Pero ni siquiera los escépticos escapaban del embrujo. Muchos acudían por curiosidad, otros por miedo, y los más lúcidos, por simple necesidad de creer en algo. Porque al final, todos queremos saber hacia dónde vamos. Y la quiromancia ofrecía lo que ninguna ciencia podía prometer: una versión íntima del destino. No estadísticas ni porcentajes, sino una historia personal contada con la voz del secreto.
Dicen los quiromantes que en el centro de la palma hay cuatro líneas principales: la de la vida, la del corazón, la de la cabeza y la del destino. Algunas se cruzan, otras se cortan, algunas desaparecen como ríos que se secan. Cada monte, cada curva, cada dedo, tiene su nombre. El monte de Venus, bajo el pulgar, es la pasión; el de Júpiter, la ambición; el de Saturno, la sabiduría; el de Apolo, la belleza. Parece un mapa de dioses caídos.
Somos la única especie que tiene cinco dedos separados, dicen los científicos. Pero los místicos agregan algo más: somos la única especie que puede cerrar el puño. En ese gesto —abrir o cerrar la mano— se encierra la tragedia humana: dominar o liberar, retener o soltar. Por eso las manos son antenas del alma. Con ellas acariciamos, matamos, escribimos, rezamos y dejamos huellas que ni el tiempo borra. Leer una mano es, en el fondo, lo mismo que leer el pasado: buscar en las marcas del tiempo una señal que nos diga quiénes somos.
En los años sesenta y setenta, cuando Lima todavía tenía tranvías y cafés con humo, las gitanas recorrían el centro ofreciendo leer la suerte. Bastaba que usted dudara un segundo frente a una vidriera, y ya tenía una mano extendida frente a su rostro: “Caballero, déjeme ver su palma... usted tiene un futuro brillante, pero cuidado con un amigo traidor.” Algunos se reían, otros pagaban. En la Costa Verde, la Plaza San Martín y el Parque de las Leyendas, aquellas mujeres con pañuelos de colores continuaban un oficio milenario, mezcla de intuición y teatro. Sabían mirar a los ojos, descubrir en un gesto lo que uno no confiesa ni al espejo. Y aunque los psicólogos digan que es pura lectura fría, algo quedaba flotando en el aire: la sensación de haber sido visto por dentro.

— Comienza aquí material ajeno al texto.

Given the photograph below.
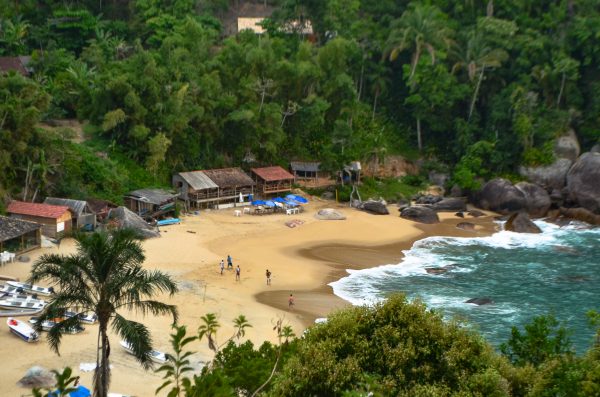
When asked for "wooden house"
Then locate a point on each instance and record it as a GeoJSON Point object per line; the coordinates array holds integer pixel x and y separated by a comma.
{"type": "Point", "coordinates": [272, 180]}
{"type": "Point", "coordinates": [83, 216]}
{"type": "Point", "coordinates": [17, 236]}
{"type": "Point", "coordinates": [55, 219]}
{"type": "Point", "coordinates": [196, 189]}
{"type": "Point", "coordinates": [151, 203]}
{"type": "Point", "coordinates": [233, 184]}
{"type": "Point", "coordinates": [308, 173]}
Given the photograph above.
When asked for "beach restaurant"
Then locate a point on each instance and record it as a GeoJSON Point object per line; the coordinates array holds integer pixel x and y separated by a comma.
{"type": "Point", "coordinates": [17, 236]}
{"type": "Point", "coordinates": [217, 188]}
{"type": "Point", "coordinates": [151, 203]}
{"type": "Point", "coordinates": [272, 180]}
{"type": "Point", "coordinates": [55, 219]}
{"type": "Point", "coordinates": [83, 216]}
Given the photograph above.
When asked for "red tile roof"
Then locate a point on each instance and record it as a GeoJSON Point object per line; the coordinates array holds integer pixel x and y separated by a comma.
{"type": "Point", "coordinates": [274, 173]}
{"type": "Point", "coordinates": [36, 209]}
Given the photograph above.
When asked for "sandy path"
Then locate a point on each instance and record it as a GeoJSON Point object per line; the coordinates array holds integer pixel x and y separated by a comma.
{"type": "Point", "coordinates": [303, 260]}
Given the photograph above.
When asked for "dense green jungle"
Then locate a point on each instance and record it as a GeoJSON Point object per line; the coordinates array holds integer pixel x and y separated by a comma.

Una tarde, en los años noventa, un periodista agotado se dejó arrastrar por la curiosidad. Venía de una separación, deudas, noches de insomnio. En la plaza San Martín una gitana le tomó la mano sin pedir permiso. “Tiene usted una línea de la vida que se cruza con la del corazón —le dijo—. Eso pasa cuando uno ama más de lo que puede resistir.”

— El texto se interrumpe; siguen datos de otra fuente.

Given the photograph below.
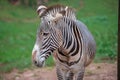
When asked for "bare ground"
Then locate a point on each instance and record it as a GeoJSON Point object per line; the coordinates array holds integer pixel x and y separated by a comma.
{"type": "Point", "coordinates": [95, 71]}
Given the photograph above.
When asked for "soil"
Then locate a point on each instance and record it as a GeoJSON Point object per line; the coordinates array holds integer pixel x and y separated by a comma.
{"type": "Point", "coordinates": [95, 71]}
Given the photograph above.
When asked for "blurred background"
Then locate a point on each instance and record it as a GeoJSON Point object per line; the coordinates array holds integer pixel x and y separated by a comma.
{"type": "Point", "coordinates": [19, 23]}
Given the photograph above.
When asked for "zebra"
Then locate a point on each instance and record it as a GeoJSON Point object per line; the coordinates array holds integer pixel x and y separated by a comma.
{"type": "Point", "coordinates": [71, 44]}
{"type": "Point", "coordinates": [48, 13]}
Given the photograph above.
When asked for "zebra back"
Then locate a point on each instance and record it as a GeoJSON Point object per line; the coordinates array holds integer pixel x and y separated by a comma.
{"type": "Point", "coordinates": [53, 10]}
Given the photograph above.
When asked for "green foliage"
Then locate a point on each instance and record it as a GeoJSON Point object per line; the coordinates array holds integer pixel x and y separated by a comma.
{"type": "Point", "coordinates": [18, 26]}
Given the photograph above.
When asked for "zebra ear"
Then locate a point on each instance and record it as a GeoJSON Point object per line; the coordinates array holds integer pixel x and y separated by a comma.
{"type": "Point", "coordinates": [40, 10]}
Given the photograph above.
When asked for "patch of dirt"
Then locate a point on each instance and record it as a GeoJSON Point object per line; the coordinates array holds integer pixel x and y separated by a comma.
{"type": "Point", "coordinates": [95, 71]}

Él rió con amargura, dejó unas monedas y se fue. Pasaron los años. Perdió trabajos, ganó canas, se volvió un tipo silencioso. Un día, revolviendo papeles viejos, encontró una servilleta con esa frase anotada. Y entendió que la gitana no le había leído el futuro: le había puesto palabras al presente que él no quería mirar.

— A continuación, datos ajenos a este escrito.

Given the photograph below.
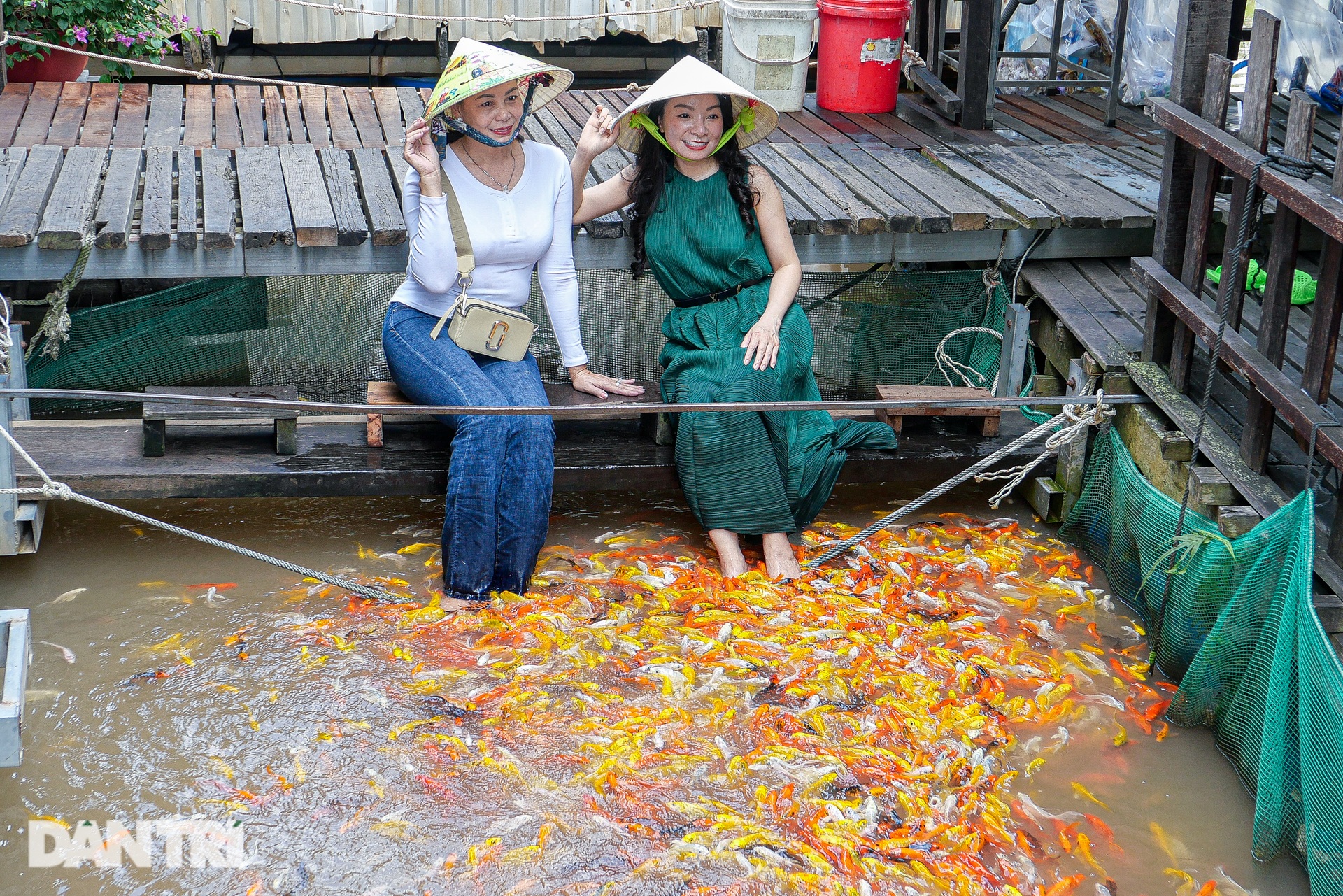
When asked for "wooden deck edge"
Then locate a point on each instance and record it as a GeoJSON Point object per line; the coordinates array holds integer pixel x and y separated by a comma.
{"type": "Point", "coordinates": [1224, 453]}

Porque de eso se trata la quiromancia, tal vez: no de predecir lo que vendrá, sino de revelar lo que ya está escrito adentro. La palma es un espejo. Y el que se atreve a leerla, se enfrenta a sí mismo.
Imagino las manos de San Martín. Manos que sostuvieron el sable y la pluma, que trazaron órdenes en papel y caricias en cartas secretas. Manos que temblaron al despedirse del ejército del Perú, sabiendo que hasta el héroe envejece. Tal vez, en un instante de calma, haya mirado su palma y sonreído al ver la línea de la vida: larga, firme, sin interrupciones. Tal vez comprendió que no importaba cuánto durara, sino qué escribiera en ella.
Porque al final, todos dejamos nuestras líneas en algo: en una piedra, en un libro, en la memoria de otro. La quiromancia, más que una superstición, es una metáfora. Nos recuerda que estamos hechos de tiempo, que el destino no se impone: se lee, se interpreta y, a veces, se reescribe. Quizás el alma, después de todo, no se esconda en el cielo ni en los templos, sino en la palma abierta del hombre que aún se atreve a creer.
Mire sus manos, lector. Las tiene frente a usted. Esas mismas que sostienen la taza del café, que acarician, que tiemblan, que trabajan. En esas manos está su historia, su esperanza, su derrota y su futuro. No necesita un oráculo para saberlo. Basta con mirar bien.
Y así, de Atenas a los Andes, el hombre sigue buscando en su propia mano la escritura invisible del destino. Y mientras haya hombres que miren sus manos buscando sentido, Platón y San Martín seguirán conversando en silencio, más allá del tiempo.